Question

Using edgeR::voomLmFit for the analysis of paired clinical RNA-seq samples with multiple cell types

1

Entering edit mode

Devin ▴ 10

@507495b5

Last seen 14 hours ago

United States

Dear all,

I am looking for guidance using edgeR::voomLmFit to analyze clinical RNA-seq datasets from matched remission & disease samples. Briefly, the study design is:

20 patients, each patient has a remission and disease time point (biospecimen). Each biospecimen is sorted into two cell populations.
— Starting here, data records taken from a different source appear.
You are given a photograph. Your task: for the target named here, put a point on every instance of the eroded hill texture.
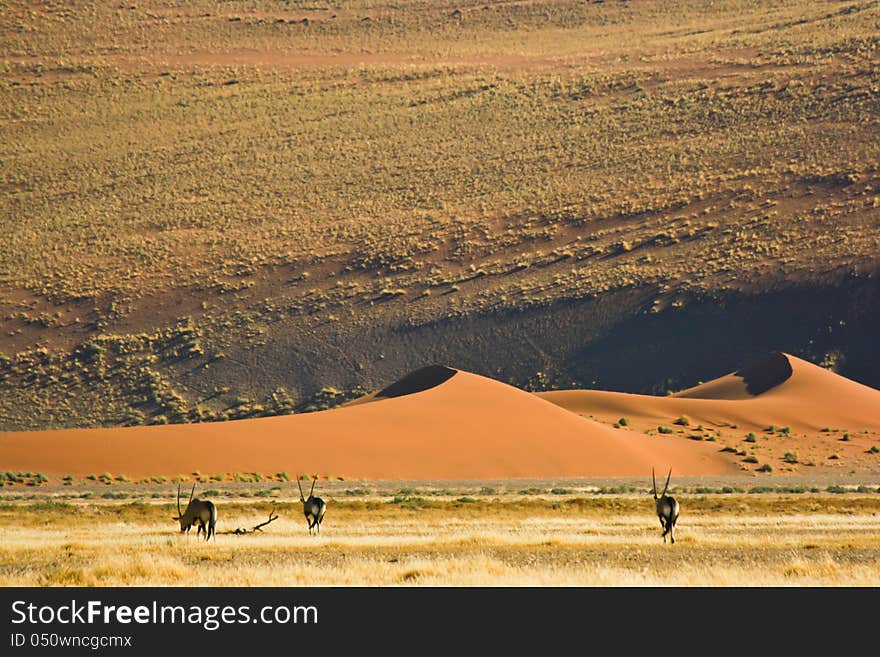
(213, 210)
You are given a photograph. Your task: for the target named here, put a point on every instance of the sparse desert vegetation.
(205, 205)
(454, 535)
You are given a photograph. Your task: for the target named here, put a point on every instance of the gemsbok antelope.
(313, 507)
(201, 512)
(667, 508)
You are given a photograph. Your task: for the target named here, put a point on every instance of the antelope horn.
(667, 482)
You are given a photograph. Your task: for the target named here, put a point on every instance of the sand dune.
(782, 390)
(436, 423)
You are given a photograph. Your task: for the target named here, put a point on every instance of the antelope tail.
(213, 521)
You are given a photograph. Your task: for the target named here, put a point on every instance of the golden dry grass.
(730, 540)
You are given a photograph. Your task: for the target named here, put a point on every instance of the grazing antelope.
(313, 507)
(198, 511)
(667, 508)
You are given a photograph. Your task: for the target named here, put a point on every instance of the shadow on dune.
(420, 380)
(766, 373)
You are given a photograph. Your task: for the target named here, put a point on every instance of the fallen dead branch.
(256, 528)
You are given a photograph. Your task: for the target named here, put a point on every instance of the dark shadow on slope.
(767, 373)
(418, 381)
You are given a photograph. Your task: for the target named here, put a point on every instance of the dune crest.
(467, 427)
(751, 381)
(782, 390)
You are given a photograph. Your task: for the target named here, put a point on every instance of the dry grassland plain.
(218, 210)
(451, 537)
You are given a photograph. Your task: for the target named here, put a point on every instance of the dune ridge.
(464, 427)
(782, 390)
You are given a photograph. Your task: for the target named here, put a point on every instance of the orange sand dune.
(435, 424)
(781, 390)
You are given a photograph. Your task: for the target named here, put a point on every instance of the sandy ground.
(440, 423)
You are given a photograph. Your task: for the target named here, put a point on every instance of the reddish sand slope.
(782, 390)
(463, 427)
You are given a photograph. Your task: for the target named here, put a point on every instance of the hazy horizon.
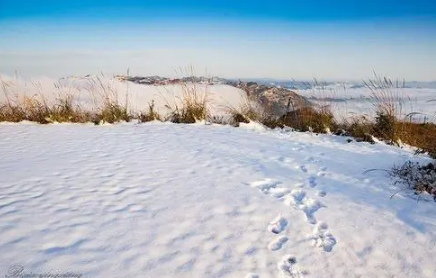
(274, 39)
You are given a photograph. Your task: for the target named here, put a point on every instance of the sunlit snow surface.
(166, 200)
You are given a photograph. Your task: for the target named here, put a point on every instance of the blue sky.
(277, 39)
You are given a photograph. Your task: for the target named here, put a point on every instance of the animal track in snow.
(277, 225)
(265, 185)
(277, 243)
(300, 201)
(321, 193)
(303, 168)
(288, 267)
(312, 182)
(322, 238)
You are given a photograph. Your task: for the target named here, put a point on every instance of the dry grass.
(192, 105)
(420, 179)
(150, 115)
(245, 112)
(309, 118)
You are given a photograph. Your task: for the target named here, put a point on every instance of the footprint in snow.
(322, 238)
(265, 185)
(277, 243)
(321, 193)
(303, 168)
(277, 225)
(288, 267)
(300, 201)
(312, 182)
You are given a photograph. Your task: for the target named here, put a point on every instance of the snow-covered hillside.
(166, 200)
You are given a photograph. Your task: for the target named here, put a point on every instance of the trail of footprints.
(298, 199)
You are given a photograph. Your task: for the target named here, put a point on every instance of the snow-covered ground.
(166, 200)
(346, 102)
(88, 93)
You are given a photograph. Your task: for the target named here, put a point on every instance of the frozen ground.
(89, 92)
(346, 102)
(165, 200)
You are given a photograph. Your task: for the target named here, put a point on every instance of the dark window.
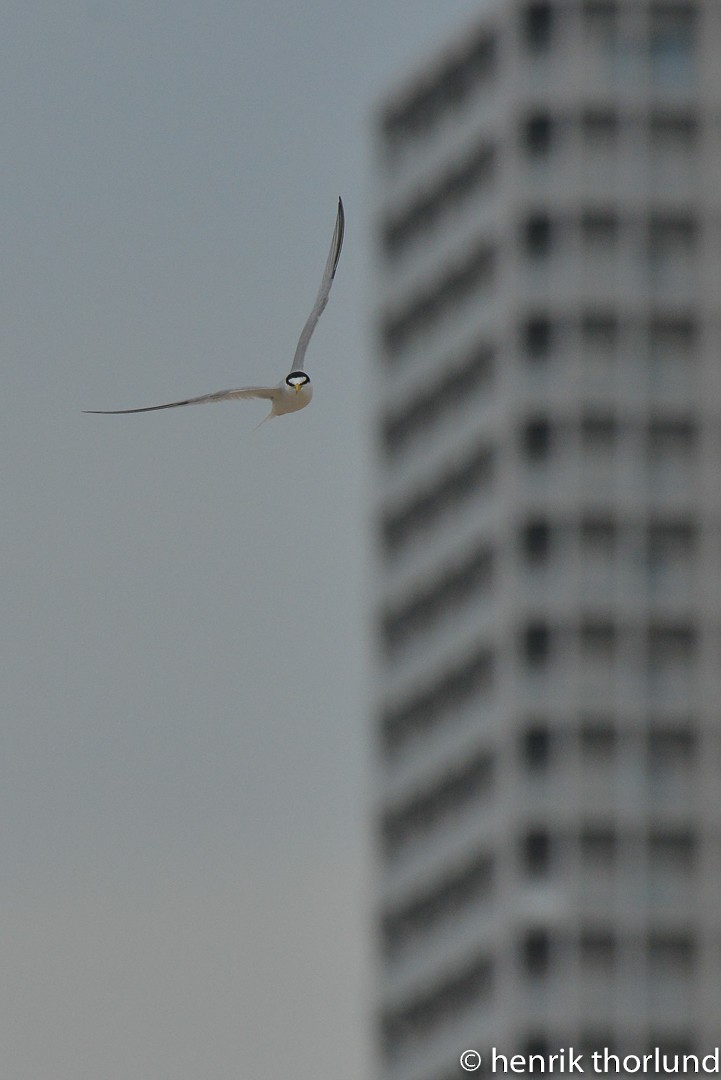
(536, 645)
(535, 747)
(536, 440)
(535, 953)
(538, 337)
(538, 28)
(538, 234)
(535, 852)
(535, 541)
(538, 134)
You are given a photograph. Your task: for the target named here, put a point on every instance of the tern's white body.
(295, 391)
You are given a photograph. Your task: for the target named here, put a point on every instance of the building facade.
(548, 586)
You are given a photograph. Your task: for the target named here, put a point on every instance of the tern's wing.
(328, 275)
(221, 395)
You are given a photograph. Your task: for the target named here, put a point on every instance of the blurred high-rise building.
(548, 590)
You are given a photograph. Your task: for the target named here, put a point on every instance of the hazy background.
(185, 747)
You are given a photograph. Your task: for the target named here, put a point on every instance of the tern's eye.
(297, 379)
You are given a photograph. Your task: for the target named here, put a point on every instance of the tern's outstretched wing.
(328, 275)
(221, 395)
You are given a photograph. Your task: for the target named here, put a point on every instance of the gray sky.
(185, 637)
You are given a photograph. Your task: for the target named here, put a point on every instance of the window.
(474, 174)
(670, 247)
(445, 694)
(449, 796)
(598, 537)
(597, 950)
(599, 234)
(538, 337)
(671, 453)
(670, 550)
(433, 907)
(536, 645)
(599, 133)
(670, 954)
(538, 235)
(671, 648)
(671, 761)
(539, 135)
(597, 738)
(461, 379)
(536, 852)
(538, 27)
(430, 102)
(452, 996)
(535, 541)
(459, 483)
(536, 440)
(451, 590)
(599, 849)
(672, 351)
(598, 644)
(535, 953)
(672, 42)
(535, 747)
(472, 274)
(599, 339)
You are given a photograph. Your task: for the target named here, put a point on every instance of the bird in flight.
(295, 391)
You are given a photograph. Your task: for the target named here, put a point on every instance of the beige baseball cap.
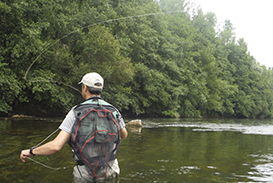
(92, 79)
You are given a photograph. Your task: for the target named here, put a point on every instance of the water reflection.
(164, 150)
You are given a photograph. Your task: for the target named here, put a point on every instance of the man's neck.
(91, 95)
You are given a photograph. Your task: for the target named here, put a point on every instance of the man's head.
(94, 83)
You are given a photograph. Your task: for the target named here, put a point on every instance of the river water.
(163, 150)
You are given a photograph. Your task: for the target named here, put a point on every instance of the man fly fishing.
(93, 129)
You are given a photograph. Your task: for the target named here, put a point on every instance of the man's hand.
(24, 155)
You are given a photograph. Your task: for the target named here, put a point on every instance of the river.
(163, 150)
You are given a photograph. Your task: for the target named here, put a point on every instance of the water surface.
(164, 150)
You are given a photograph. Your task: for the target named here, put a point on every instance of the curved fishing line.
(98, 23)
(47, 137)
(49, 167)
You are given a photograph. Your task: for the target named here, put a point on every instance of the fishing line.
(75, 31)
(49, 167)
(47, 137)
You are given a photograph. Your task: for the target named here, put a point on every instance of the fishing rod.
(75, 31)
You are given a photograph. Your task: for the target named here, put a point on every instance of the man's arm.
(48, 148)
(123, 133)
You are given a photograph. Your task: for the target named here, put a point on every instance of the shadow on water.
(164, 150)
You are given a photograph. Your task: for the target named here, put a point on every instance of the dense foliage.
(159, 59)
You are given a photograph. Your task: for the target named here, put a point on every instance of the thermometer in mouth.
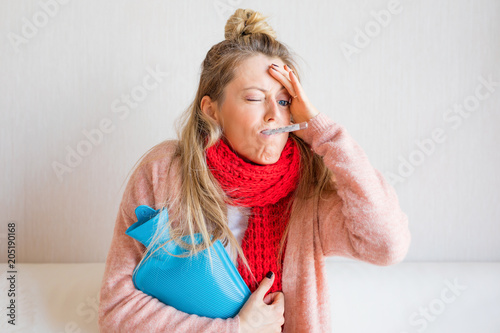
(289, 128)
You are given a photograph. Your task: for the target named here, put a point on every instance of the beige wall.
(65, 69)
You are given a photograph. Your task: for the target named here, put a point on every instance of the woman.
(279, 203)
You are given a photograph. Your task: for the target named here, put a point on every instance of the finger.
(269, 299)
(277, 73)
(264, 287)
(297, 87)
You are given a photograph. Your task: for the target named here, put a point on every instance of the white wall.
(64, 79)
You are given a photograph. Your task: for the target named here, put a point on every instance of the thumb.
(265, 285)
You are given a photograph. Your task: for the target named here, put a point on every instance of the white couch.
(408, 297)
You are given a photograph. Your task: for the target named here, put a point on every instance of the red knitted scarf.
(267, 189)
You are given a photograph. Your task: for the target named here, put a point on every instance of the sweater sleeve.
(122, 307)
(363, 220)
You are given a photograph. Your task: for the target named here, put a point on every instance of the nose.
(273, 112)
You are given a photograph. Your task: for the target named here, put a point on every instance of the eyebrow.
(261, 89)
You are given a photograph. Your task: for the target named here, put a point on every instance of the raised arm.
(363, 220)
(122, 307)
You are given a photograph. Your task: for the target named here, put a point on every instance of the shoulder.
(156, 164)
(160, 155)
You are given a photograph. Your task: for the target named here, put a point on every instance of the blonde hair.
(201, 204)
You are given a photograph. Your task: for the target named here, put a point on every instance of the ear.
(209, 108)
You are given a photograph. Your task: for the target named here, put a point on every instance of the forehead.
(255, 71)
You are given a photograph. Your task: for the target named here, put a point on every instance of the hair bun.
(246, 22)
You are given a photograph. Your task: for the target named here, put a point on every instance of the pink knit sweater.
(363, 221)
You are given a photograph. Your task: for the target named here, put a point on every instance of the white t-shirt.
(238, 223)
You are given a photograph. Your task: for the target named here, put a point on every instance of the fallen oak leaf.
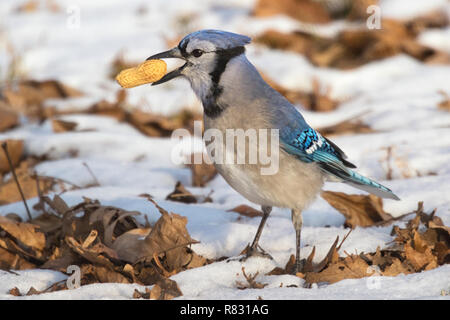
(60, 126)
(24, 233)
(247, 211)
(359, 210)
(15, 149)
(8, 120)
(165, 289)
(181, 194)
(251, 282)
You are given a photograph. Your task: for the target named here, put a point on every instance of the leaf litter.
(107, 243)
(423, 244)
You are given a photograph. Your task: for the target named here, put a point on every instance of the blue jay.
(234, 96)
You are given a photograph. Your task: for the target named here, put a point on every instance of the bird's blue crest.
(220, 39)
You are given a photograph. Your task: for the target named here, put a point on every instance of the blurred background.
(372, 73)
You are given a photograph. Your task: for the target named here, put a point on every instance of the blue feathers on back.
(309, 146)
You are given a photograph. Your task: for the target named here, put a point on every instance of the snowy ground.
(400, 95)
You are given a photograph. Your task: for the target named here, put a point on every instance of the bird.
(235, 96)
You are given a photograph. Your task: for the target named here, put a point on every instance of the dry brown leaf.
(129, 245)
(24, 233)
(11, 261)
(358, 9)
(15, 292)
(181, 194)
(359, 210)
(247, 211)
(59, 125)
(165, 289)
(15, 150)
(251, 282)
(8, 120)
(201, 173)
(445, 104)
(141, 295)
(98, 273)
(420, 260)
(169, 236)
(99, 254)
(351, 267)
(8, 189)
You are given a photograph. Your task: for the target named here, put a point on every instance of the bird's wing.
(310, 146)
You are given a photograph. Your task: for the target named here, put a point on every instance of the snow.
(398, 95)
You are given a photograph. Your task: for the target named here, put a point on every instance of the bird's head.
(206, 53)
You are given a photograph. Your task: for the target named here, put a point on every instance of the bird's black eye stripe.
(197, 53)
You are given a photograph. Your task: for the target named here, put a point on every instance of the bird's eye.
(197, 53)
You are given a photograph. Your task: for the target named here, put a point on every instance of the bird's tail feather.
(358, 181)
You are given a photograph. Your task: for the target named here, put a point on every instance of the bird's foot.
(297, 267)
(254, 251)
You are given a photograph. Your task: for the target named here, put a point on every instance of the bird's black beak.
(172, 53)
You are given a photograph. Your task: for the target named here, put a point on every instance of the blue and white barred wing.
(310, 146)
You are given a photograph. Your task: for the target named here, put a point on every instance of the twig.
(5, 149)
(96, 183)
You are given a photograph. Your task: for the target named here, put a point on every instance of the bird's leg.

The (ideal) objectives in layperson terms are to:

A) Identify transcriptomic changes between disease states and remission shared by all cell types and patients
B) Identify transcriptomic changes between disease states and remission for individual cell types, shared by all patients
C) Identify transcriptomic changes between disease and remission for individual patients and cell types

Code:

library(edgeR)

# Prepare metadata
set.seed(1)
metadata <- data.frame(
  BIOSPECIMEN=factor(paste0('S',1:20)),
  INDIVIDUAL=factor(paste0('Patient',c(rep(1,4),rep(2,4),rep(3,4),rep(4,4),rep(5,4)))),
  CELLTYPE=factor(paste0('Cell',c(rep(c(1,2),5)))),
  DISEASESTATE=factor(c('Remission','Remission','D1','D1',
                        'Remission','Remission','D1','D1',
                        'Remission','Remission','D2','D2',
                        'Remission','Remission','D3','D3',
                        'Remission','Remission','D1','D1'),
                      levels=c('Remission','D1','D2','D3')),
  DISEASESTATEBIN=factor(rep(c('Remission','Remission','D','D'),5)),
  RIN=rnorm(20,mean=6,sd=1.5),
  AGE=unlist(lapply(rnorm(5,mean=45,sd=8),rep,4))
)

# Center and scale RIN score
metadata$RINS <- scale(metadata$RIN)

# Generate random counts
counts <- sapply(1:nrow(metadata),function(i) {
  rnbinom(n=1000,size=sample(seq(0.1,1,by=0.1),1),prob=0.1)
})
colnames(counts) <- metadata$BIOSPECIMEN
row.names(counts) <- paste0('gene',1:nrow(counts))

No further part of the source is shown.